LBWF: it’s parsimony for the poor, but kerching for councillors

Like many people who have followed Waltham Forest politics over a number of years, I often wonder what the Labour administration in the Town Hall imagines is its overall purpose, its mission in life.

Two recent developments have increased my sense of bafflement.

Let’s start with an issue that directly impacts on the borough’s poor.

Until 2013, every household in England struggling with low income or on benefits was part of the centrally administered Council Tax Benefit (CTB) scheme, and as a result was exempt from council tax.

Subsequently, the government has replaced this system with the Council Tax Support scheme (CTSS), which is administered by councils, and means tested.

What happens is that councils annually decide how much they will provide to help out the working-age less well-off, and exactly who will be included in the scheme, with one of the key determinants of the latter being accrued savings (in other words, there is a savings bar, and if you have more than that sum, you don’t qualify).

So much for the background: what happens in practice?

Unsurprisingly, the more socially-conscious councils are (a) providing sufficient monetary support from their budgets to wave all or a large percentage of the council tax levied, and (b) setting their savings bars fairly high, so that a large proportion receive support.

Elsewhere, however, councils are being far less generous, insisting that much higher percentages of council tax are paid, whatever the consequences.
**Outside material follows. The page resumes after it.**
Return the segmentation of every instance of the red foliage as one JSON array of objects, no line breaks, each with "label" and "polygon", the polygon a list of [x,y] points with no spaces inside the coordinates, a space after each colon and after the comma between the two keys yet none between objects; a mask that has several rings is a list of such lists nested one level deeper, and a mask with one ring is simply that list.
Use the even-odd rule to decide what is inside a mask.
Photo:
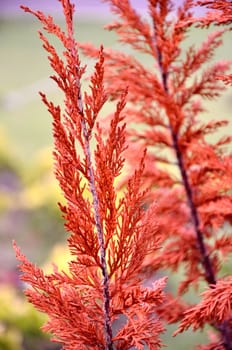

And amazingly, Labour LBWF turns out to be in the latter camp, as the following table, with neighbouring inner-city Hackney and outer-London Redbridge added for comparison, demonstrates:

 

Year

Minimum council tax payment level (%)

Savings bar (£s)

2013-14

LBWF

8.5

16000

Hackney

15.0

16000

Redbridge 5.0

16000

2014-15

LBWF

15.0 16000

Hackney

15.0

16000

Redbridge 5.0

16000

2015-16

LBWF

16.0

6000

Hackney

15.0

16000

Redbridge

5.0

16000

2016-17

LBWF

24.0

6000

Hackney

15.0

16000

Redbridge

15.0

16000

 

(Source: http://counciltaxsupport.org)

What this means in practice is that the 15,243 people in LBWF who receive CTSS this year are paying on average £250 more than if CTB was still in existence, a sum that markedly contrasts with the equivalents for both inner-London boroughs as a whole, £142, and outer-London boroughs as a whole, £145.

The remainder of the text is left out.